One attendee at the event, Matt Zubiller, CEO, e4health, reiterated the importance of ensuring consistency across teams and ramping productivity through automation with specific focus on the messy mid-revenue cycle. “Bots create consistency of data decisions in the revenue cycle. By digitally analyzing the data, AI quickly identifies problem areas for expert human teams to manage by exception.”
Address data quality early and often. Dadlani also mentioned the importance of quality data. Selection of a properly built and medically curated library is an important step to ensure AI and ML outputs are valid and valuable to the end user. According to Severence Maclaughin, CEO and Founder, DeLorean AI, there are variances in healthcare’s large language models (LLMs) and outcomes shift as data changes over time. Organizations must avoid training LLMs with bad data.
Furthermore, LLMs differ based on location, region, and patient population. According to Forrest Pascal, Principal, AI/ML Model Governance, Kaiser Permanente, “Data may never be fully clean because humans are involved, but we can do our best to make sure the data is as unbiased as possible and we serve as good data stewards.”
Ann Cappellari, MD, CMIO, SSM Health, reminded attendees in a later session that, “garbage in, garbage out” also applies to AI. She encouraged the industry to “take care with automation, and balance how much you want the system to learn versus starting from a very rigid pattern.”
Finally, Ahumada reiterated the need to address data quality before implementing AI or ML. “The data we’ve been collecting for more than 30 years isn’t the right quality to create the new ML models we want to use.” Ahumada encouraged a renewed focus on specific data problems and closing data collection gaps.
Engage end users from the start. According to several nurses and many physicians attending the event, the industry must avoid adding keyboard clicks to clinical or administrative workflows. “End users must be part of the AI conversation at the very beginning,” said Sophia Henry, Clinical Consultant, Beckman Coulter Diagnostics. Their knowledge can help developers build better products and systems.

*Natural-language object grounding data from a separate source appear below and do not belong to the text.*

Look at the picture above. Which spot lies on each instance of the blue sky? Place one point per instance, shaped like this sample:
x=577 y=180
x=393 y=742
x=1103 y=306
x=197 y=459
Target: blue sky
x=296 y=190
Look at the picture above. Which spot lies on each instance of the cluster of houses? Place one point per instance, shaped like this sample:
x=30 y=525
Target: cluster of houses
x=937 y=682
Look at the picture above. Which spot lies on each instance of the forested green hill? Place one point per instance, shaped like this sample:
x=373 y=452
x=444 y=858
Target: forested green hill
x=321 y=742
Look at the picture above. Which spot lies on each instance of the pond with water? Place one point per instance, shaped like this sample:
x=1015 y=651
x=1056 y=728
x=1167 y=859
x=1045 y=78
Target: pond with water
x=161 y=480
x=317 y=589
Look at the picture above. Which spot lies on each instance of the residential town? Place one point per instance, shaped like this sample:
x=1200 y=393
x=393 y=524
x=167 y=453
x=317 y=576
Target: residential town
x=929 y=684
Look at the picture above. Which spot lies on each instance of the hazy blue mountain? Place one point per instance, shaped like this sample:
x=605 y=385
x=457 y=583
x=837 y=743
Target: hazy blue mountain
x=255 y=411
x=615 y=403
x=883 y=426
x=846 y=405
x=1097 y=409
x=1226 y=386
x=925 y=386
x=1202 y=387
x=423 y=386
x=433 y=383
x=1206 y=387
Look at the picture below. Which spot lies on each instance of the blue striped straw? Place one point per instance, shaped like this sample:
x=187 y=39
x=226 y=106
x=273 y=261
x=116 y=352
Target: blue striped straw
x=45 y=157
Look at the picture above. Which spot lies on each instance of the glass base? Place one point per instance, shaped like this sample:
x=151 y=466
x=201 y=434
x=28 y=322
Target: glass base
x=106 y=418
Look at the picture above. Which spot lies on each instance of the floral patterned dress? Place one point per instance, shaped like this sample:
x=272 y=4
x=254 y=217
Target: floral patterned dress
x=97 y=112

Rachini Moosavi, Chief Analytics Officer, UNC Health, emphasized that “the hardest part of AI implementation is integrating new systems into end user workflows.” Physicians are especially sensitive to the addition of new technology. Eve Cunningham, Chief of Virtual Care and Digital Health, Providence, suggests the following tips related to end user adoption of AI or ML:
- Think ahead to how AI or ML solutions fit into the end user workflow.
- Accurately estimate the demand from the end users. What is needed to train and change processes to adopt the tool?
- Is the right technology and human infrastructure in place?
In conclusion, Christopher Sharp, CMIO, Stanford Health Care, mentioned the need for aligned incentives with clinicians, departments, and the entire organization. “If incentives don’t align, adoption won’t advance.”
Deliver value quickly. Cunningham reminded attendees that perpetual AI pilots aren’t sustainable. While there is no shortage of great ideas, efforts must be prioritized to achieve value and then continually measure return on investment as the solution is implemented across the organization.
Looking Ahead to HIMSS AI in Healthcare Forum ’24
As Harvey Castro said during his opening keynote session, “There is too much on the line for us to get AI wrong in healthcare.” Castro added that there are no experts. We are all learning as we go.
Events like HIMSS AI in Healthcare Forum continue to educate all of us on the promises and practicalities of AI in healthcare. And as today’s guidance evolves into tomorrow’s regulatory rule, there likely won’t be any facet in the healthcare industry that won’t be touched by AI.